On New Music and the Royal Wedding II…
It is nearly two weeks since the “event of the year” (as referred to by the media and miscellaneous others) and as good a time as any to assess the impact of this event, and more specifically the music in the service – especially the new and nearly new pieces. Firstly, regardless of your point of view on the Monarchy, republicanism and the all-pervading nature of this event, you have to agree that as a spectacle it was unrivalled – pageant, pomp, ceremony and a high degree of campness all rolled into one. In many ways it is what we can do best in this country and alongside red telephone boxes, drinking tea and the questionable involvement in overseas conflict; it is what we are known best for. It certainly gave me an uncomfortable sense of pride.
So the music…
Well having spent much of the previous week defending John Rutter (“leading choral composer of our generation” etc) I felt sorely let down and a little red-faced after hearing his anthem This is the day. There was nothing necessarily wrong with it, but it seemed to lack any real inspiration and was (to my mind) instantly forgettable – perhaps not the best wedding present ever? Something like a set of fruit knives. I did feel a little sorry for him, because the vitriol that came his way from the musical cognoscenti on various media was very harsh, but then perhaps he should have written a better piece? For those who want to hear Rutter at his best (and least Rutterish) check out Hymn to the Creator of Light.

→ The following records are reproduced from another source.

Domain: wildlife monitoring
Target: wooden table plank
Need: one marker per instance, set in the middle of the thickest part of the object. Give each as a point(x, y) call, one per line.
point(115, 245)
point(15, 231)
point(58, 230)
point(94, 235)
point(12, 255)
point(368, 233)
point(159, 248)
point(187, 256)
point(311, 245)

The inclusion of a piece by the Welsh composer Paul Mealor was somewhat from the left field but a nice gesture and thus makes him something of a William Mathais for a new generation. When I wrote about who might be commissioned for the wedding, I never suspected it would be Mealor and I was nicely surprised by this. His work Ubi caritas was far more interesting and memorable than the Rutter though ultimately left me feeling a little underwhelmed. That being said, what it did highlight was the sound of contemporary British choral music (of a certain school) and to hear that in a major national event was very heartening.
Again, I am staggered by the bravery of the establishment (a broad term, but you get the gist) to constantly include new and nearly new pieces in major occasions. It happened when the Pope visited, it happened here, it happens every year with the King’s College Christmas broadcast – bravery that is rewarded and shows a healthy, vibrant choral music scene. With all the fabulous repertoire that exists and is regularly performed, to commission new works may seem foolhardy, but it seems high on the list of things to do and long may that continue.
To my mind the star of the show was Parry, maybe one too many of his pieces (I could have done without the Blest Pair of Sirens) but then I Was Glad was epic – and the Walton wasn’t too bad either!